Re: [PATCH RFC 2/3] kfence: Optimize branches prediction when sample interval is zero

From: Marco Elver
Date: Mon Jan 24 2022 - 03:20:40 EST


On Mon, 24 Jan 2022 at 03:37, Peng Liu <liupeng256@xxxxxxxxxx> wrote:
>
> In order to release a uniform kernel with KFENCE, it is good to
> compile it with CONFIG_KFENCE_SAMPLE_INTERVAL = 0. For a group of
> produtions who don't want to use KFENCE, they can use kernel just
> as original vesion without KFENCE. For KFENCE users, they can open
> it by setting the kernel boot parameter kfence.sample_interval.
> Hence, set KFENCE sample interval default to zero is convenient.
>
> The current KFENCE is supportted to adjust sample interval via the
> kernel boot parameter. However, branches prediction in kfence_alloc
> is not good for situation with CONFIG_KFENCE_SAMPLE_INTERVAL = 0
> and boot parameter kfence.sample_interval != 0, which is because
> the current kfence_alloc is likely to return NULL when
> CONFIG_KFENCE_SAMPLE_INTERVAL = 0. To optimize branches prediction
> in this situation, kfence_enabled will check firstly.
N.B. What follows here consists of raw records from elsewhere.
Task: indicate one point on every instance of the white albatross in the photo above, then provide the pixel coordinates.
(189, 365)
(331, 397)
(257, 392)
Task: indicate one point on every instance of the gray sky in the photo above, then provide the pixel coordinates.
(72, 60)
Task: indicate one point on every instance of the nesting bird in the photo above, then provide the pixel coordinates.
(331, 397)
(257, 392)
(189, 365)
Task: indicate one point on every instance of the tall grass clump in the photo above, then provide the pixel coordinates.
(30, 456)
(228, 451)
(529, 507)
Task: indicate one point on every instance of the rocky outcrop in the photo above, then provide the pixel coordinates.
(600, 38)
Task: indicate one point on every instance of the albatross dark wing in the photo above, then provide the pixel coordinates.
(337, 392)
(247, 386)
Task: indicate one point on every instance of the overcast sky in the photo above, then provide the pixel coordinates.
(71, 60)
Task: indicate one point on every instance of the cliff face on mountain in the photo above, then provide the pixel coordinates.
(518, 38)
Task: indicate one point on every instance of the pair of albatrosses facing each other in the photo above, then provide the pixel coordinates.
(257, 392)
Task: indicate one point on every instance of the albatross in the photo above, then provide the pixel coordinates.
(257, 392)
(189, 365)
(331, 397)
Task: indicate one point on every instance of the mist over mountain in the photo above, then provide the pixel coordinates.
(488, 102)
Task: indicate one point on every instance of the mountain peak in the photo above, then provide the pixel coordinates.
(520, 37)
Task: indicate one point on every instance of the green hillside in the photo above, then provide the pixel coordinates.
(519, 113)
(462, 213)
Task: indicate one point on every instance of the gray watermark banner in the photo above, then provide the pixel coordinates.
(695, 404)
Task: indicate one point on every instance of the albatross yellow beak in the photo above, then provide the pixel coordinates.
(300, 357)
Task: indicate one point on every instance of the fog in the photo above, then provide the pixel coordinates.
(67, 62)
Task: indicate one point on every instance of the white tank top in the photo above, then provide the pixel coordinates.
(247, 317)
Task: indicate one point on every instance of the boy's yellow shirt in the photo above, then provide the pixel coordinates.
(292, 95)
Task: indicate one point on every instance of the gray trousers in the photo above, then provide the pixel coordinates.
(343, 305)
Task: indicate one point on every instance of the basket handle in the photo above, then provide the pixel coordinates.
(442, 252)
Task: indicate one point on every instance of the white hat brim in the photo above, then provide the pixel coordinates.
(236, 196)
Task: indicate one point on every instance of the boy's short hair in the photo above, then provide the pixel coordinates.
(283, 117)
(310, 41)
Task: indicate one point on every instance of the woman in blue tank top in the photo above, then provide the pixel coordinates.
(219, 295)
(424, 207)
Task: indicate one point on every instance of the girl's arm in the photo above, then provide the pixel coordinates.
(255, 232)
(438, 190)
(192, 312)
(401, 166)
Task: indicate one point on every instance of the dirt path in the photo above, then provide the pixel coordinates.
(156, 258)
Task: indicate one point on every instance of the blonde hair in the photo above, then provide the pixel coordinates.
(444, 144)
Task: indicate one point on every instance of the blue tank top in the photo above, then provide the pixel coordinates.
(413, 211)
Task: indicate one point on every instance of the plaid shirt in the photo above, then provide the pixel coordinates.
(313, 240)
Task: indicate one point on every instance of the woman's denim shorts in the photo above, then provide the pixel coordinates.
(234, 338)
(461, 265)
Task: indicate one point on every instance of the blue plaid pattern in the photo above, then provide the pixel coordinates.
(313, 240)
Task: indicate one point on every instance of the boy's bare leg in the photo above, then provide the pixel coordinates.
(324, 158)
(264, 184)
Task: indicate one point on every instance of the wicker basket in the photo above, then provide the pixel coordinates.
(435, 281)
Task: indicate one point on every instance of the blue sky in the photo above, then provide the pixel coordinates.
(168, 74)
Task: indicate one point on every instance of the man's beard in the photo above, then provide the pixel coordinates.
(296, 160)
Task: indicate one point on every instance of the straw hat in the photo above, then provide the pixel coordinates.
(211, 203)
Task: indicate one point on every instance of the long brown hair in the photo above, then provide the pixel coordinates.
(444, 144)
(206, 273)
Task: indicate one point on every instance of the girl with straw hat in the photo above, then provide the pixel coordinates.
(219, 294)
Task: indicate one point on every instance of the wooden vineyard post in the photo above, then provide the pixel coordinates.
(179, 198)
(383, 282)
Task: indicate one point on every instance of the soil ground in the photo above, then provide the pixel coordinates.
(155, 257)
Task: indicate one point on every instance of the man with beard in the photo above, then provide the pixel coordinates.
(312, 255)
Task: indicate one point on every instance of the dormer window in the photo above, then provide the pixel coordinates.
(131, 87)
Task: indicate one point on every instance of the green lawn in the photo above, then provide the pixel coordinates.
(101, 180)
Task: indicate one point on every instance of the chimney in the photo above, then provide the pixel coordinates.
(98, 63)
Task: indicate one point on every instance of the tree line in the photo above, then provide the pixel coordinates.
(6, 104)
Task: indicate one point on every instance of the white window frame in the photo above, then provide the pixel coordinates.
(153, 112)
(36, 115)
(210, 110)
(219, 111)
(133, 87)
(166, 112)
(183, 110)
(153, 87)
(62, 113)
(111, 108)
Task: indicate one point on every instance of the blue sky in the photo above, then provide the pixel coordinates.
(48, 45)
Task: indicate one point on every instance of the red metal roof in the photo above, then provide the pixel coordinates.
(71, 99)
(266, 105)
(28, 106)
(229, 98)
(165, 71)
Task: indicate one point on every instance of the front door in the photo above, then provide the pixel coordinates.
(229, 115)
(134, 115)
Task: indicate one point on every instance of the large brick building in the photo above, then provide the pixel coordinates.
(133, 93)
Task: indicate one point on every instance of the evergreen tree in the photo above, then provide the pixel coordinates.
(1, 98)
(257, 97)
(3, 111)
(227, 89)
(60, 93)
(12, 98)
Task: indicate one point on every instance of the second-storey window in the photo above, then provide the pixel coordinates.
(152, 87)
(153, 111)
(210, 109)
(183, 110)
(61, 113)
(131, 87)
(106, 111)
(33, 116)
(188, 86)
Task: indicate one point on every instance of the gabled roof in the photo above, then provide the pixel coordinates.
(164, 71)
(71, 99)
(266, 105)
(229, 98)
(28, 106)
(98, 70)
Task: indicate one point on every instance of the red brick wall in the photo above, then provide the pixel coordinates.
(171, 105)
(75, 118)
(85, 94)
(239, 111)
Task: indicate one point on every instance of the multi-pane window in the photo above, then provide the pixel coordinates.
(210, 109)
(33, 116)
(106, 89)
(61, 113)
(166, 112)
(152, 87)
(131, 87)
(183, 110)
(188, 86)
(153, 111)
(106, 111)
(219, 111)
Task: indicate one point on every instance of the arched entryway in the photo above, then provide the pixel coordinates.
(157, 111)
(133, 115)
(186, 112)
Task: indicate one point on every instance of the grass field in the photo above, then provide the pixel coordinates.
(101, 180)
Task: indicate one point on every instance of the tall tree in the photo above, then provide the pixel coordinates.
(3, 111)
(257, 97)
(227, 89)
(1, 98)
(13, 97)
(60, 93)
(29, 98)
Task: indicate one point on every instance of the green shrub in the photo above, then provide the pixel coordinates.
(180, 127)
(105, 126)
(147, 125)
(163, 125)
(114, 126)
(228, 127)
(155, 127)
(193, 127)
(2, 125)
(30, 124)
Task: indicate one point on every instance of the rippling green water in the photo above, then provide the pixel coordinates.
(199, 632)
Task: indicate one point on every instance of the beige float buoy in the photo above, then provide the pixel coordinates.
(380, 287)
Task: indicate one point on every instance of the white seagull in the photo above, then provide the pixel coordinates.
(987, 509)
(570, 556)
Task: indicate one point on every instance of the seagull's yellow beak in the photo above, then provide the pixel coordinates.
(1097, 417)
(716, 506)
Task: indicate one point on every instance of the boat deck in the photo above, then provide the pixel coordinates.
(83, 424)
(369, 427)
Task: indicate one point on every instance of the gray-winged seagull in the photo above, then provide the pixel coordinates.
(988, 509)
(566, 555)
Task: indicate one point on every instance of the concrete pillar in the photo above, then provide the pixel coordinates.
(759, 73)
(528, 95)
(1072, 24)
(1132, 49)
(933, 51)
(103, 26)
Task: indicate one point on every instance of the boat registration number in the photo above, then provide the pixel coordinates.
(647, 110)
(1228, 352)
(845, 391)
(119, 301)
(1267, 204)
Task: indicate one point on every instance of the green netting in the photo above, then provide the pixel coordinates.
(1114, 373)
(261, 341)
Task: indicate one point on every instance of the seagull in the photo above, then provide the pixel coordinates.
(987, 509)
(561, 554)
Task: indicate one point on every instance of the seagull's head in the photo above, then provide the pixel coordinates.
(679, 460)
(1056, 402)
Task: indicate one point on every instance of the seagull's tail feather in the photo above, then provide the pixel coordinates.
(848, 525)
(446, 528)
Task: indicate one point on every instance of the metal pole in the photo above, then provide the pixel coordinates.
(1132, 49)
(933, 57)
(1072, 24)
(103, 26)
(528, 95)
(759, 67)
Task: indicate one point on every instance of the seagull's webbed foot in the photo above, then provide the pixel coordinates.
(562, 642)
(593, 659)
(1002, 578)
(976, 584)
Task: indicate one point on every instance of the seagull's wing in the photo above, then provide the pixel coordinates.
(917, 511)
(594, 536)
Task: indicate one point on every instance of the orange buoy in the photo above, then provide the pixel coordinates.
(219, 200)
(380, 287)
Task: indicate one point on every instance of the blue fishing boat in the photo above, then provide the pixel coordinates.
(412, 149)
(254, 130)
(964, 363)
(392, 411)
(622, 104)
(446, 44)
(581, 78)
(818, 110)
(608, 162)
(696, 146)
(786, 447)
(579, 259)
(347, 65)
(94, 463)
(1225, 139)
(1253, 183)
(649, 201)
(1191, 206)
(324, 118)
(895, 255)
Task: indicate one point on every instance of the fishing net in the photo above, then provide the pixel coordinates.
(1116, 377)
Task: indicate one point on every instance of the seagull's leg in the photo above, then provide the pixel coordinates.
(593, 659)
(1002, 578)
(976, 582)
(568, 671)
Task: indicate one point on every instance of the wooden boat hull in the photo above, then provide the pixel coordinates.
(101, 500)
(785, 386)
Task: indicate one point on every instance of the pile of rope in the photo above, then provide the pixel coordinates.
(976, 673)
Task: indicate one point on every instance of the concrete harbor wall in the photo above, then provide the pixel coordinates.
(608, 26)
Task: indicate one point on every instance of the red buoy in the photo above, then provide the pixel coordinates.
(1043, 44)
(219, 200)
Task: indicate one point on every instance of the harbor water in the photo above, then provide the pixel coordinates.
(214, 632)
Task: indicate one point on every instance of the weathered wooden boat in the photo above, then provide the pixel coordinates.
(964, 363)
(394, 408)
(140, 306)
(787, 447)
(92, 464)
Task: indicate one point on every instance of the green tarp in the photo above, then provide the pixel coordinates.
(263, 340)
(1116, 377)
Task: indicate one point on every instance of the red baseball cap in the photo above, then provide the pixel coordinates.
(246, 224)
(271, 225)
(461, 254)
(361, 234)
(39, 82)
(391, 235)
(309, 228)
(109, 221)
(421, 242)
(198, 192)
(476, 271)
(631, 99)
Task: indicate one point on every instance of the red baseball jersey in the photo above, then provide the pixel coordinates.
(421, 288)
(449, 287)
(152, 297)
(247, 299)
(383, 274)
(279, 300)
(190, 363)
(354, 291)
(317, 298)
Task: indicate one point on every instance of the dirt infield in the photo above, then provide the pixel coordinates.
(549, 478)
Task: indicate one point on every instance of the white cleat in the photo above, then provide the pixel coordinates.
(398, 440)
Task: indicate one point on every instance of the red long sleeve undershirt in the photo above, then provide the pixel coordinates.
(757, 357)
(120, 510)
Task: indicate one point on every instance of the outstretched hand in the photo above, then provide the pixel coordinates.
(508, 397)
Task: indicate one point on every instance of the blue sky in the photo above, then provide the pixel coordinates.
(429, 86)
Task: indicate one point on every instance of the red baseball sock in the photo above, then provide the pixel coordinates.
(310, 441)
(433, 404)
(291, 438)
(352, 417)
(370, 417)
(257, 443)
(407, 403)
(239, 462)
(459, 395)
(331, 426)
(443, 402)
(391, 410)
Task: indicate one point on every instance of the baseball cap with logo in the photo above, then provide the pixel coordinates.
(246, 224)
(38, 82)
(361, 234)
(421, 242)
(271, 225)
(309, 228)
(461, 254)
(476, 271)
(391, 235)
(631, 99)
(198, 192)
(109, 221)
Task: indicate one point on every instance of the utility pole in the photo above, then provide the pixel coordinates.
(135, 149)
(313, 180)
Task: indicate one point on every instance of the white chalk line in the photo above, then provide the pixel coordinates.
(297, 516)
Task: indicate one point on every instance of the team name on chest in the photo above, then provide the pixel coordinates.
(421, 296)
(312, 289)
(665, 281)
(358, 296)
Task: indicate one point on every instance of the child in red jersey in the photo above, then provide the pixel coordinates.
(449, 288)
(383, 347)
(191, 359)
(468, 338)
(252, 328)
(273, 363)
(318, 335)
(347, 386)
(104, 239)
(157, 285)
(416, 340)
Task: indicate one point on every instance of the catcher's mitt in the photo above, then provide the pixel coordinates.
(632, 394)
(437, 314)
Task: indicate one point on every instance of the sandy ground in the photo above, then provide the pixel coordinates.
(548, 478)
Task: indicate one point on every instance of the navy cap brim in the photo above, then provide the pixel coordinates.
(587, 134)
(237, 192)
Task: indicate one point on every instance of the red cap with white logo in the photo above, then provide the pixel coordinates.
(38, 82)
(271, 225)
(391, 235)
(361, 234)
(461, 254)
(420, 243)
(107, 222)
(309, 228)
This patch doesn't make any sense. You're adding an unconditional LOAD
to the fast path.

And the choice of static_branch_unlikely() if
CONFIG_KFENCE_SAMPLE_INTERVAL == 0 is very much deliberate, as it
generates code that is preferable in the common case (KFENCE is
disabled).

Please see include/linux/jump_label.h:430. But even then, CPUs are
very good at dealing with unconditional branches, so the difference
really is a wash.

But that new LOAD is not acceptable.

Sorry, but Nack.

> Signed-off-by: Peng Liu <liupeng256@xxxxxxxxxx>
> ---
> include/linux/kfence.h | 5 ++++-
> mm/kfence/core.c | 2 +-
> 2 files changed, 5 insertions(+), 2 deletions(-)
>
> diff --git a/include/linux/kfence.h b/include/linux/kfence.h
> index aec4f6b247b5..bf91b76b87ee 100644
> --- a/include/linux/kfence.h
> +++ b/include/linux/kfence.h
> @@ -17,6 +17,7 @@
> #include <linux/atomic.h>
> #include <linux/static_key.h>
>
> +extern bool kfence_enabled;
> extern unsigned long kfence_num_objects;
> /*
> * We allocate an even number of pages, as it simplifies calculations to map
> @@ -115,7 +116,9 @@ void *__kfence_alloc(struct kmem_cache *s, size_t size, gfp_t flags);
> */
> static __always_inline void *kfence_alloc(struct kmem_cache *s, size_t size, gfp_t flags)
> {
> -#if defined(CONFIG_KFENCE_STATIC_KEYS) || CONFIG_KFENCE_SAMPLE_INTERVAL == 0
> + if (!kfence_enabled)
> + return NULL;
> +#if defined(CONFIG_KFENCE_STATIC_KEYS)
> if (!static_branch_unlikely(&kfence_allocation_key))
> return NULL;
> #else
> diff --git a/mm/kfence/core.c b/mm/kfence/core.c
> index 4655bcc0306e..2301923182b8 100644
> --- a/mm/kfence/core.c
> +++ b/mm/kfence/core.c
> @@ -48,7 +48,7 @@
>
> /* === Data ================================================================= */
>
> -static bool kfence_enabled __read_mostly;
> +bool kfence_enabled __read_mostly;
>
> static unsigned long kfence_sample_interval __read_mostly = CONFIG_KFENCE_SAMPLE_INTERVAL;
>
> --
> 2.18.0.huawei.25
>